Privacy-Preserving Data Matching
PPDM is simply a way to mask the data before linking it. Think of it as a fingerprint for your data, ie a unique identifier. It is a powerful technique that can be scaled to working across multiple databases.
Hash functions are typically used, which are one way functions that mathematically map data from any size to a fixed size.
Image courtesy of Stephen Hardy.
Homomorphic Encryption
HE is an incredibly powerful encryption method that allows us to perform mathematical operations on encrypted data. As an example, if we encrypt two numbers, as shown below, then the decrypted sum will reveal the correct summed result. See this primer for an illustrated discussion.
Image courtesy of Stephen Hardy.
HE is typically split into either Fully Homomorphic Encryption (FHE) or Partially Homomorphic Encryption (PHE).
FHE allows us to perform both addition and multiplication, but at the expense of computationally feasibility. The reason for this is that the additions and multiplications add a bit of noise to the resulting encryption. PHE is a compromise as we can achieve computationally feasibility, but can only perform restricted operations ie either addition of two encrypted value, or multiplication of an encrypted value with an unencrypted scalar.
There also exists a compromise between the two, known as Somewhat Homomorphic Encrytion (SHE), that only supports a limited number of homomorphic operations.
Data Privacy vs Increased Security
The importance and opportunities provided by such a capability are far reaching and somewhat profound.
Across industry and government, there is a need to ensure citizen privacy whilst maintaining national security through the use of, and access to, their data. Confidential computing provides a way for us to use the data without seeing it!
There are numerous examples of real-world applications for such techniques, such as cyber security, health and detecting financial crime and fraud.
Detecting, Detering and Disrupting Financial Crime
The detection of financial crime and fraud is particularly interesting as it poses some challenging problems and opportunities. It’s been estimated that each year, $US2.4 trillion in proceeds from criminal activities flows through the global financial system, but that less than \(1\%\) is detected.
Complex financial crimes typically involve transactions over multiple payment channels and geographies, involving many different financial institutions and parties, some of which are unregulated. These operate in silos, with each player only seeing one piece of the overall puzzle. Complex schemes can involve money laundering, terrorism financing, tax evasion and drug trafficking.

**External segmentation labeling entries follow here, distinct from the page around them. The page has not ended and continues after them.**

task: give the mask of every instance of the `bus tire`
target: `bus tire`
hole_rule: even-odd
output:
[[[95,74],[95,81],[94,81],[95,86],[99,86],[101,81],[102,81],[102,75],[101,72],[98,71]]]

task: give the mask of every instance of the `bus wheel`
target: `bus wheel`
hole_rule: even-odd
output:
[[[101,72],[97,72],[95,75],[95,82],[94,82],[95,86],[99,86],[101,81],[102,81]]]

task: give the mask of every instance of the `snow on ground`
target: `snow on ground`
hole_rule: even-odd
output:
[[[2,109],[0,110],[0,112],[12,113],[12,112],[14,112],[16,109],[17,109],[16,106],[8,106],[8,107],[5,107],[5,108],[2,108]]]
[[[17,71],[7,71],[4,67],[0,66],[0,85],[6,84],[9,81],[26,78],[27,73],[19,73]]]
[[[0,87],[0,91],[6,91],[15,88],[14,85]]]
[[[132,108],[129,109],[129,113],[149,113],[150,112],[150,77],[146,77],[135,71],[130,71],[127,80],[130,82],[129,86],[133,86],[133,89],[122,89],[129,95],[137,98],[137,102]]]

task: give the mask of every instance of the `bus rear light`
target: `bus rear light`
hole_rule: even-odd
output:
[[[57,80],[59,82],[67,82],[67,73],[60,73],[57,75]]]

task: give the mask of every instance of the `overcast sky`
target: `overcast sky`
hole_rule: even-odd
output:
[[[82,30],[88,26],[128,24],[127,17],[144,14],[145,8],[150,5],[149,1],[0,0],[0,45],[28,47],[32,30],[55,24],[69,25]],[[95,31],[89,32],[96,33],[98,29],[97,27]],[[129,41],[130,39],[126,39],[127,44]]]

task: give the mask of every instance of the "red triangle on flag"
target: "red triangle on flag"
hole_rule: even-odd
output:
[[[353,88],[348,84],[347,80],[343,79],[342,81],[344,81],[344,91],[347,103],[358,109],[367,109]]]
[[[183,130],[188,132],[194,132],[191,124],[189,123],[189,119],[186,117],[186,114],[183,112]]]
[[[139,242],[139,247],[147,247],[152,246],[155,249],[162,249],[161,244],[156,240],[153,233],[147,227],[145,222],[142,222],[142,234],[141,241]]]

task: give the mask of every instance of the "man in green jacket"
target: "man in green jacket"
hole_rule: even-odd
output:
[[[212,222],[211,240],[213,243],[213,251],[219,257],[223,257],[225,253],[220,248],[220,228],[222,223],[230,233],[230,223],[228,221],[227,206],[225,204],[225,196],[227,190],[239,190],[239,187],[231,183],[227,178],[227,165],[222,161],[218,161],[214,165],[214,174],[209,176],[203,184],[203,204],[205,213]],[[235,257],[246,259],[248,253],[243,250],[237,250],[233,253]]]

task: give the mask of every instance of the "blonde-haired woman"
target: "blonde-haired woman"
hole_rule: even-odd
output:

Confidential computing allows us to tackle such problems, by increasing surveillance whilst maintaining individual privacy.
To do this, we can apply the aforementioned principles of PPDM and HE in a distributed manner, as illustrated below:
Image courtesy of Kee Siong Ng.
The aim is to find a common set of entities of interest (EOI) to all parties, so they can collectively risk score them, for instance.
The parties can include Financial Intelligence Units (FIU) from around the world, various Reporting Entities (RE), such as banks, money remitters and casinos, Law Enforcement Agencies (LEA) and Partner Agencies (PA).
Each party wants to maintain the privacy of the entities they hold, but they collectively want to share information in order to build a risk scoring model.
To do so, they must first match data to determine the subset of EOIs that are of common interest, using PPDM, and then they need to use HE to encrypt the underlying data in such a way that still allows them to perform mathematical operations.
To further ensure privacy, and minimise data transfer, the data for each party remains distributed, stored across different databases, and potentially located anywhere in the world.
For a further detailed discussion on how to apply Confidential Computing to detecting financial crimes, here are some practical algorithms for distributed privacy-preserving risk modelling.
The takeaway message is this:
We can now analyse and use data without seeing it!